Included in the unallocated G&A is a PepsiCo allocation amount of $37 million, $53 million and $52 million in 1997 (through the Spin-off Date), 1996 and 1995, respectively, reflecting a portion of PepsiCo's shared administrative expenses. The amounts of PepsiCo's administrative expenses allocated to us by PepsiCo were based on PepsiCo's total corporate administrative expenses using the ratio of our revenues to PepsiCo's revenues. We believe that this basis of allocation was reasonable based on the facts available at the date of such allocation. Based on our current analysis, we also believe that the G&A expenses we would have incurred as an independent, publicly owned company would have been approximately $20 million higher than the annualized allocation from PepsiCo.

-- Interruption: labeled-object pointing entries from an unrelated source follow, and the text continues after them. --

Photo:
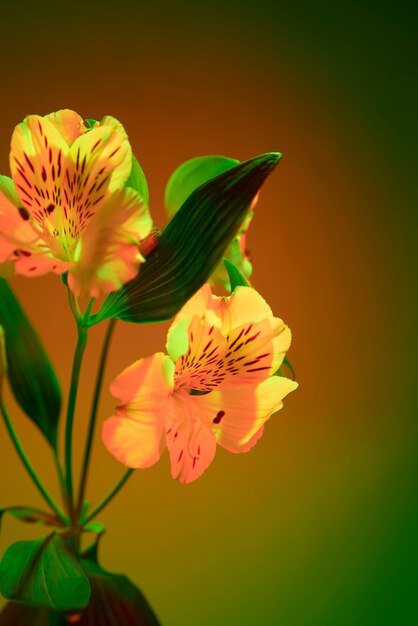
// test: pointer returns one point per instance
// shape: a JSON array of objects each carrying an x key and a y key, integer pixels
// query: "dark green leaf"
[
  {"x": 236, "y": 279},
  {"x": 32, "y": 378},
  {"x": 19, "y": 615},
  {"x": 114, "y": 601},
  {"x": 190, "y": 175},
  {"x": 190, "y": 246},
  {"x": 137, "y": 181},
  {"x": 32, "y": 516},
  {"x": 44, "y": 574}
]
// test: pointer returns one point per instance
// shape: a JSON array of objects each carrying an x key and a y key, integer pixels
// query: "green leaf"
[
  {"x": 32, "y": 378},
  {"x": 190, "y": 246},
  {"x": 32, "y": 516},
  {"x": 190, "y": 175},
  {"x": 114, "y": 600},
  {"x": 236, "y": 279},
  {"x": 137, "y": 181},
  {"x": 45, "y": 574}
]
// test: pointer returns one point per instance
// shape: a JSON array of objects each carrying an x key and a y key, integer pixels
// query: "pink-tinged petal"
[
  {"x": 38, "y": 264},
  {"x": 108, "y": 156},
  {"x": 108, "y": 254},
  {"x": 238, "y": 414},
  {"x": 255, "y": 352},
  {"x": 68, "y": 123},
  {"x": 134, "y": 435},
  {"x": 198, "y": 365},
  {"x": 191, "y": 444},
  {"x": 136, "y": 444},
  {"x": 15, "y": 230},
  {"x": 37, "y": 156},
  {"x": 143, "y": 379}
]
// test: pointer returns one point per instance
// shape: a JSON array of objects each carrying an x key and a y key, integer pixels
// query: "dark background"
[{"x": 317, "y": 525}]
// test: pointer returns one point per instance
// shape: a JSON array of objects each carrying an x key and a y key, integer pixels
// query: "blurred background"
[{"x": 318, "y": 524}]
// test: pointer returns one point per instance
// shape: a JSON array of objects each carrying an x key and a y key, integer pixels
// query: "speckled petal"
[
  {"x": 237, "y": 415},
  {"x": 108, "y": 255},
  {"x": 191, "y": 444}
]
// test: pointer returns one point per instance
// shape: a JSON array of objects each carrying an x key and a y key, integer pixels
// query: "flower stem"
[
  {"x": 93, "y": 414},
  {"x": 108, "y": 498},
  {"x": 75, "y": 375},
  {"x": 49, "y": 499}
]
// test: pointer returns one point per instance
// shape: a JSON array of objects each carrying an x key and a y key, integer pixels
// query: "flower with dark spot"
[
  {"x": 216, "y": 385},
  {"x": 67, "y": 205}
]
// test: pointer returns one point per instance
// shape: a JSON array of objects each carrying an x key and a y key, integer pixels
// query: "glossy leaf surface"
[
  {"x": 190, "y": 175},
  {"x": 190, "y": 246},
  {"x": 114, "y": 601},
  {"x": 236, "y": 279},
  {"x": 138, "y": 181},
  {"x": 32, "y": 378},
  {"x": 44, "y": 574}
]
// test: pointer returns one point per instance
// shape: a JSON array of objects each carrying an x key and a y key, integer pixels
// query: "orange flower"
[
  {"x": 215, "y": 386},
  {"x": 67, "y": 208}
]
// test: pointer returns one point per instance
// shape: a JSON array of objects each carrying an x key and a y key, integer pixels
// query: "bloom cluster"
[{"x": 70, "y": 209}]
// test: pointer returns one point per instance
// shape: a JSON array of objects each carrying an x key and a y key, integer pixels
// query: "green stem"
[
  {"x": 93, "y": 414},
  {"x": 108, "y": 498},
  {"x": 61, "y": 477},
  {"x": 75, "y": 375},
  {"x": 49, "y": 499}
]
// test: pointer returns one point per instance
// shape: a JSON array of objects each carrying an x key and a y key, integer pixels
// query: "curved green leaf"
[
  {"x": 137, "y": 181},
  {"x": 190, "y": 175},
  {"x": 236, "y": 279},
  {"x": 44, "y": 574},
  {"x": 190, "y": 246},
  {"x": 32, "y": 378},
  {"x": 114, "y": 600},
  {"x": 32, "y": 516}
]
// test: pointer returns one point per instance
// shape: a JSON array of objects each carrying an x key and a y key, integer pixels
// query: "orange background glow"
[{"x": 317, "y": 525}]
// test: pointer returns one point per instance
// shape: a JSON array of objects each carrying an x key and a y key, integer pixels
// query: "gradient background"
[{"x": 318, "y": 524}]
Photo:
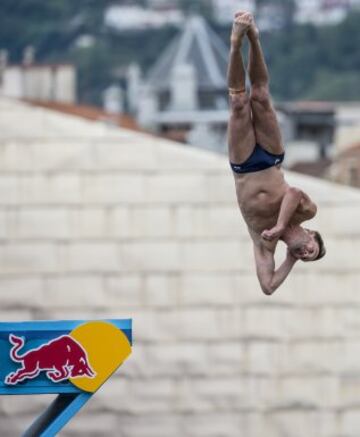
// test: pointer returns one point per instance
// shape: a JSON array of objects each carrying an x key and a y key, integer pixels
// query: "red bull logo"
[{"x": 61, "y": 358}]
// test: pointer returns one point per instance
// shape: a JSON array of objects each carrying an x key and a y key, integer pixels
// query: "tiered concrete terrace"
[{"x": 100, "y": 222}]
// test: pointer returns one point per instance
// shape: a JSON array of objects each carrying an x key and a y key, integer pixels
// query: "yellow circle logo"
[{"x": 106, "y": 348}]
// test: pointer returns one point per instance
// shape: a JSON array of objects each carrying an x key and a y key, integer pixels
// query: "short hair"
[{"x": 320, "y": 242}]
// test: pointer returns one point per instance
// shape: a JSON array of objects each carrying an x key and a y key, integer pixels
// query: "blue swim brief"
[{"x": 259, "y": 160}]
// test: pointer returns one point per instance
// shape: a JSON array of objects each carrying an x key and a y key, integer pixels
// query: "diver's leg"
[
  {"x": 240, "y": 130},
  {"x": 266, "y": 127}
]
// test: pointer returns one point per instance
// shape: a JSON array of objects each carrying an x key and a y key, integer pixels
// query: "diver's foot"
[
  {"x": 253, "y": 31},
  {"x": 241, "y": 26}
]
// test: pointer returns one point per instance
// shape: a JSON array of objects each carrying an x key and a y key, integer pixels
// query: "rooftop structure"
[{"x": 102, "y": 222}]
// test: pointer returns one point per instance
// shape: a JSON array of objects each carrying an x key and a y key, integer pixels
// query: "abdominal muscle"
[{"x": 259, "y": 196}]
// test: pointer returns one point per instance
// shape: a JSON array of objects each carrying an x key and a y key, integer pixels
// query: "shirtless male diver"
[{"x": 272, "y": 209}]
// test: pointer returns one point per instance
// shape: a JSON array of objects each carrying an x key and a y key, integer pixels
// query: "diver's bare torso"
[{"x": 259, "y": 196}]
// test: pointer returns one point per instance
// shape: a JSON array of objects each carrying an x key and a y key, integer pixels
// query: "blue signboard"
[{"x": 69, "y": 358}]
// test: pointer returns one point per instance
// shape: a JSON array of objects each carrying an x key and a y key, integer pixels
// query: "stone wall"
[{"x": 97, "y": 222}]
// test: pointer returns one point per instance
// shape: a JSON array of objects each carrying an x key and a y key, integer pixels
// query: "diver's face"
[{"x": 306, "y": 250}]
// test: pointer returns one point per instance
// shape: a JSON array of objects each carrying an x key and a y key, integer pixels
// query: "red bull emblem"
[{"x": 61, "y": 358}]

The $45 million or 5% increase in G&A in 1997 reflected increased investment spending, TRICON start-up costs, higher incentive compensation, increased litigation-related costs and higher foreign exchange losses. Investment spending consisted primarily of costs related to improving and updating administrative systems, including initial spending on Year 2000 issues, as well as investments during 1997 in certain key international markets. These higher expenses were partially offset by the lapping of a reorganization charge that Pizza Hut took in 1996, overall lower project spending and field overhead, particularly at Pizza Hut, and the favorable impact of divested units.

The $89 million or 11% increase in G&A in 1996 reflected increased spending, led by multiple U.S. initiatives to improve customer service and to support growth in our principal international markets. Customer service initiatives included expanding the number and training of personnel supervising the restaurant managers, as well as project spending against market-related programs.